Walsh took the job with the understanding it would be for one year, and is willing to resume retirement if Bird returns and general manager Kevin Pritchard and vice-president of basketball operations Peter Dinwiddie continue in their roles.

“That's enough on a day-to-day basis,” he said. “You can't have four guys running around here.

“The only way I'd come back is if (Bird) would say, 'I need you to help me with this,' or something like that. I know I could do that. In that role you can call people in the league and find out a lot of things. You're not the GM or the president.”

Walsh, 72, left open the possibility of remaining the team president if Bird does not return and if owner Herb Simon requests that he do so. But although he enjoyed the past season, he is not concerned with maintaining power or adding to his legacy as a team president.

“I loved doing it,” he said. “I had a great time. A great time. And it surprised me. Because once Danny (Granger) got hurt I didn't think that this team was going to be all that everybody in this franchise was betting on. And it was.

“I tried to do the job the way I see it. I've had my career. People ask, 'What's your legacy going to be?' My legacy? I hope it's my kids and my family. You guys make whatever you want out of it. I got paid.

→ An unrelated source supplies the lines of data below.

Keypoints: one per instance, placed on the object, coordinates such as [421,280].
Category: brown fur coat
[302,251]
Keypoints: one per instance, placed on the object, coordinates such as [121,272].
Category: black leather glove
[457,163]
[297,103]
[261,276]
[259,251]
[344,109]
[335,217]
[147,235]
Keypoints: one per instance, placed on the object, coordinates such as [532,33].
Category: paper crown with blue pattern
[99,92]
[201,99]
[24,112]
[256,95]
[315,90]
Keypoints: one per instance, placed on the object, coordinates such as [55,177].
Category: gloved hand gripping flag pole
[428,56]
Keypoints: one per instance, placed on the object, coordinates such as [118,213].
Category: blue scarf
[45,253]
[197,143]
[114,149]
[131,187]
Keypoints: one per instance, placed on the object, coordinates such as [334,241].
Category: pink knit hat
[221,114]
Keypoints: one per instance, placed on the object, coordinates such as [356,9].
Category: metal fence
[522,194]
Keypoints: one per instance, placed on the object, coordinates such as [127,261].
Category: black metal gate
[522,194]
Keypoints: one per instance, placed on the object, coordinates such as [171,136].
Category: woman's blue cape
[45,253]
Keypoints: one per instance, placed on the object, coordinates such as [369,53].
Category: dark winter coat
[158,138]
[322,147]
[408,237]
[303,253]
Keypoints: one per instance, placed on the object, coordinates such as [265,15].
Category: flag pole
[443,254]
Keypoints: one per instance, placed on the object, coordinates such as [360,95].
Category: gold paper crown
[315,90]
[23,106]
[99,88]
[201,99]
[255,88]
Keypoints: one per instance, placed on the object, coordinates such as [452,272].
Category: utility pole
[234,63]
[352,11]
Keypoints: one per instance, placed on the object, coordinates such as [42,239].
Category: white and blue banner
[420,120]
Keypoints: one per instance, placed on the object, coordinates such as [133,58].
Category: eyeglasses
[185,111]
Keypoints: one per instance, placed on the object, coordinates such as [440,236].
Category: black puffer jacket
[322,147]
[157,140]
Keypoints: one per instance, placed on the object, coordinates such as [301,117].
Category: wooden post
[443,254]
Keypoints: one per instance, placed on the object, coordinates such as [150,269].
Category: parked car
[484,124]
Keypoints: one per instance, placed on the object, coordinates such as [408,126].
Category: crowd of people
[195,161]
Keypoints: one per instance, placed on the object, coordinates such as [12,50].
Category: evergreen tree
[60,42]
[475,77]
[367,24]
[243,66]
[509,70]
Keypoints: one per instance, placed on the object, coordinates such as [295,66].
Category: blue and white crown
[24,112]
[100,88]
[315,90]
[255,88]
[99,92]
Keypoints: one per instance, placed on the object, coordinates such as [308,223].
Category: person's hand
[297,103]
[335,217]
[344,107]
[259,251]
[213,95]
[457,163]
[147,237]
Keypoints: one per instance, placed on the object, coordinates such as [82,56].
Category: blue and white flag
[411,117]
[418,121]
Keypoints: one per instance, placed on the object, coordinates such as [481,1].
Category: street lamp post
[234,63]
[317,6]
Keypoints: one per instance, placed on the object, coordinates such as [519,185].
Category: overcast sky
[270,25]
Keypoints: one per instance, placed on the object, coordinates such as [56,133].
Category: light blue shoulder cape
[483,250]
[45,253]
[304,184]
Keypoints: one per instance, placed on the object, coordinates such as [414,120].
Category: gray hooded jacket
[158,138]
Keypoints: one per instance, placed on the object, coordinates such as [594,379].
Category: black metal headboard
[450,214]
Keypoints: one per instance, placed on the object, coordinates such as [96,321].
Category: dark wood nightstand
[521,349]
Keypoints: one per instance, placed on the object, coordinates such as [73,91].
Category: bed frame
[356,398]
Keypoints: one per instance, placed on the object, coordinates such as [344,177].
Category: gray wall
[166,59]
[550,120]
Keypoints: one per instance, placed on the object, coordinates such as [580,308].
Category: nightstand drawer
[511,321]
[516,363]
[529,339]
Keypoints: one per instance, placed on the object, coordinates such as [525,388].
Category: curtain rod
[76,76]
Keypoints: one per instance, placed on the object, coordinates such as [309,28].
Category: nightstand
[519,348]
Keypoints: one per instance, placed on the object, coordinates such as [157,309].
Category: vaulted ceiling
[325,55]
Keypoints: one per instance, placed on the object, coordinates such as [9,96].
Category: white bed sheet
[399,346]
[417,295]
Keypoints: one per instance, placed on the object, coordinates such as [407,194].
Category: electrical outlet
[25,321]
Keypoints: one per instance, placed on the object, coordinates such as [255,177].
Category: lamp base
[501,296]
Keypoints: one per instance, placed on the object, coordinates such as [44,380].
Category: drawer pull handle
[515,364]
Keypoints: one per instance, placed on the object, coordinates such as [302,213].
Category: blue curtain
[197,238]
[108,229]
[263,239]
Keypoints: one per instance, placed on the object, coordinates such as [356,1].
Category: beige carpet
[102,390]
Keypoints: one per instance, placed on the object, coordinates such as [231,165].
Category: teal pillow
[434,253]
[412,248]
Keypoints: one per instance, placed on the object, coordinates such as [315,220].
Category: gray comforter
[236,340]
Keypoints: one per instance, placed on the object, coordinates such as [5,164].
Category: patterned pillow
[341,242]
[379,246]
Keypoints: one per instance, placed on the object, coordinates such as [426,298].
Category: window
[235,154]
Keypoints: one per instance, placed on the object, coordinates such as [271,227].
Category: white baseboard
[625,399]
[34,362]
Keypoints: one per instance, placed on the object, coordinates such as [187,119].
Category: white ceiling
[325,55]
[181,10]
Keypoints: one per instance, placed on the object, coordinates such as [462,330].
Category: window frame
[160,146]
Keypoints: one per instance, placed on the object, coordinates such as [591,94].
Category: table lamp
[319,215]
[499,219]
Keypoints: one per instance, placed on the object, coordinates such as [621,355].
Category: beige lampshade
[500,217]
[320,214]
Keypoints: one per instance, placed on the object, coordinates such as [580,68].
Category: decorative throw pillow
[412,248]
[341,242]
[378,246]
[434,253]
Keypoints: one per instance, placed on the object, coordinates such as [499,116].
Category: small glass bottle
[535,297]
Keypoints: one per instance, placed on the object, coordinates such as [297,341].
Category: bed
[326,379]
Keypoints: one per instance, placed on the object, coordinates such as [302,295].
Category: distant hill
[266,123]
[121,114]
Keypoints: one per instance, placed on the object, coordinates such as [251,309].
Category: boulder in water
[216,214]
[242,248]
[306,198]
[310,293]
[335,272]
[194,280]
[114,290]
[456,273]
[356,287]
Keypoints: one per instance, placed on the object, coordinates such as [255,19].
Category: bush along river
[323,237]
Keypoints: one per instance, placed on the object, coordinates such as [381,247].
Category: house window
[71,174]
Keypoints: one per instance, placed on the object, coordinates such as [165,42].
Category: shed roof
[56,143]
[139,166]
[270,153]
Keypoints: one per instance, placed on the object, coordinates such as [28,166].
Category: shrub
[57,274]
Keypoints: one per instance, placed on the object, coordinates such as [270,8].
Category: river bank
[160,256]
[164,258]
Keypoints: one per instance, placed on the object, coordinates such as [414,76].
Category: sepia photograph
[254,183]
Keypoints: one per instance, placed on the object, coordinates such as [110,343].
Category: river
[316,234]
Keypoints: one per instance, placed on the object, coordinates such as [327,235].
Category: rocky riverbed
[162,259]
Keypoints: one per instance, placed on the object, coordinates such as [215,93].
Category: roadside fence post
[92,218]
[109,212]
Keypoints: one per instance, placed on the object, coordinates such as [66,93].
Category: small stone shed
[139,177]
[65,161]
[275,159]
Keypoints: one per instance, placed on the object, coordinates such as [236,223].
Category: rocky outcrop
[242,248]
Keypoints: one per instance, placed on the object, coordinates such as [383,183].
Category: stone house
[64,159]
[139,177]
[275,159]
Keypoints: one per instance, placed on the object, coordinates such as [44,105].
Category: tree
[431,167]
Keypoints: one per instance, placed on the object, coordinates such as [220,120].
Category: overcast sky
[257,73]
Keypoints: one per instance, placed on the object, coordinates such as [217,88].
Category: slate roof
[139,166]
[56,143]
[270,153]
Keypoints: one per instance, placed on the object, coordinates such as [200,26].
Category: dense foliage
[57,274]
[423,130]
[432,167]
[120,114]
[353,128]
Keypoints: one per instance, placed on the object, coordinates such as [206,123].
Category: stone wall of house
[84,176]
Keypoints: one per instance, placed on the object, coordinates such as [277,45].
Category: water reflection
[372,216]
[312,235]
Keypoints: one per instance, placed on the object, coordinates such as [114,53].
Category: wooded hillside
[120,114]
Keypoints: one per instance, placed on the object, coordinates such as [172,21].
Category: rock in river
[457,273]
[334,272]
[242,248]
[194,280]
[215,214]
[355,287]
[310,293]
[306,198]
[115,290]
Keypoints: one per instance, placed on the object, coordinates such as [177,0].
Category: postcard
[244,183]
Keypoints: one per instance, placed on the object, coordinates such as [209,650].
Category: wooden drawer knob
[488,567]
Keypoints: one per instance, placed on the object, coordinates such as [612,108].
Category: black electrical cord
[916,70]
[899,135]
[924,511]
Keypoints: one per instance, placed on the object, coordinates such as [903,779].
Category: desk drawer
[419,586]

When I got started I wanted to make my living at it. That's that.”

Should Bird take the job in Sacramento, he would face a rebuilding job even greater than the one he had with the Pacers, when he assumed full-time control of the basketball operations in 2008. The Kings finished 28-54 last season, and have a major decision to make on talented but troubled center Demarcus Cousins. The Kings already have hired a new coach, Michael Malone.

“It takes a lot of courage to go do it the first time,” Walsh said. “Do you want to do it again and rebuild the team? It won't be fun. It's not fun. And you're going to lose (for awhile).”